The main idea of the diet is to normalize weight through normalizing metabolism. It is ideal for those who are ready to eat this way constantly, follow healthy eating habits and achieve slow but sure results.

Contraindications

According to nutritionists, the Mediterranean diet is an example of a balanced diet. It has virtually no shortcomings, so it is recommended for all categories of people who do not have indications for special nutrition. It is not even contraindicated for pregnant women if the woman eats such food for a long time. However, it is not entirely justified to switch to a new diet precisely during pregnancy if the woman previously ate differently.

  • We can talk not so much about contraindications as about some shortcomings of the diet. It is not suitable for those who want instant results, regardless of the price of the issue.

The diet is effective if it becomes permanent, almost a way of life for the person losing weight. Fats in the body are burned slowly but surely. That is why experts advocate that more people with excess weight make such a diet permanent.

Compared to other methods, the Mediterranean diet is very loyal. True, the diet contains almost no sweets, and this can be a real challenge for those with a sweet tooth.

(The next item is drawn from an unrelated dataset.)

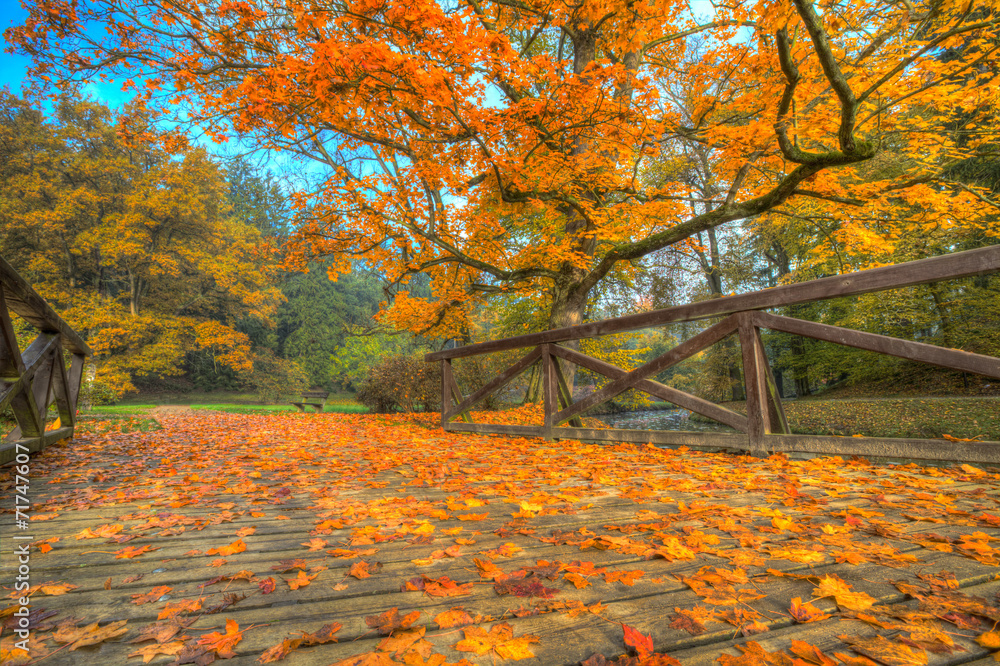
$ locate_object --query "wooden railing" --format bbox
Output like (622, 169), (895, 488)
(427, 245), (1000, 464)
(1, 256), (91, 465)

And, of course, individual intolerance to certain products or food components is not excluded. [ 53 ]

Possible risks

People with severe obesity wait in vain for the effect, hoping only for the Mediterranean diet menu. In their case, more rigorous correction methods are necessary. For other categories of losing weight, you should be patient: body weight decreases, but gradually.

There is information about observations of pregnant women regarding the risks associated with diet. Women ate in their usual way, recording all the products they consumed. It turned out that a diet as close as possible to the Mediterranean diet has the best effect on the health of the future child. In particular, the risk of asthma and allergies in children is reduced. This was confirmed by subsequent observations of children during the first six years of life. [ 54 ]

Complications

The Mediterranean diet does not cause harm to a healthy person. Possible complications when eating dishes with vegetables, fried meat, garlic, spices threaten people with gastrointestinal problems, severe liver and gallbladder disorders. In case of severe heart pathologies, the dietary ration should be agreed with the attending physician.

Reviews

Nutritionists leave positive reviews about the Mediterranean diet. In their opinion, the Mediterranean diet, with some clarifications, is suitable for everyday family nutrition. The result is slow, but stable and reliable.

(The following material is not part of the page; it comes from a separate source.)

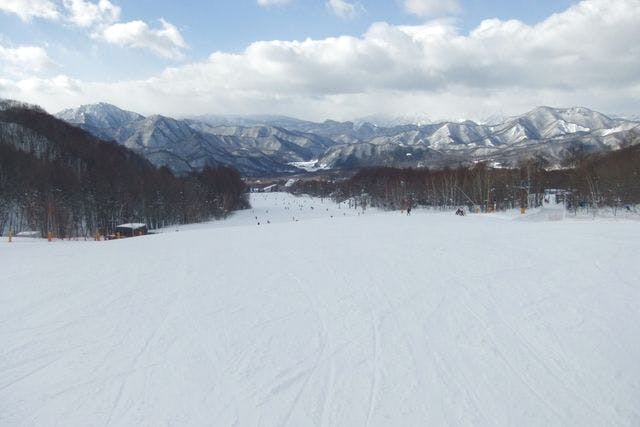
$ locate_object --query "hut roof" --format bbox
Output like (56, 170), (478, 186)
(116, 223), (147, 230)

Some who have lost weight do not see any disadvantages in the method. They note the benefits, the absence of discomfort and additional costs, which many other methods cannot do without. They write about the improvement of the skin condition and health in general. Weight loss is observed at 3-5 kg per month.

In more northern latitudes, people are faced with the fact that quality fresh vegetables at affordable prices run out in the fall and reappear on the shelves the following summer. This makes the diet more expensive for them.

Results

The first results become noticeable after one or two weeks. They manifest themselves in body shaping and improved well-being. The results should be supported by more intensive exercise, healthy eating and lifestyle. It is not for nothing that the Mediterranean diet is often practiced by world celebrities: stars of show business and the film industry. For many, the system has become a way of life and a way to always be in the best shape.

A smooth weight loss is not stressful for the body, so the kilograms are in no hurry to return. In addition to a slimmer figure, a person who has lost weight gains experience in healthy eating, as well as the opportunity to make it permanent.

The main disadvantage of the Mediterranean diet is slow weight loss. But this is not a priority for those who have decided to eat right. The main goal of the method is to accustom to a healthy diet and improve the condition of the body as a whole. Unlike strict diets, you can live on such a diet permanently, normalizing your weight and strengthening your health without stress and hunger.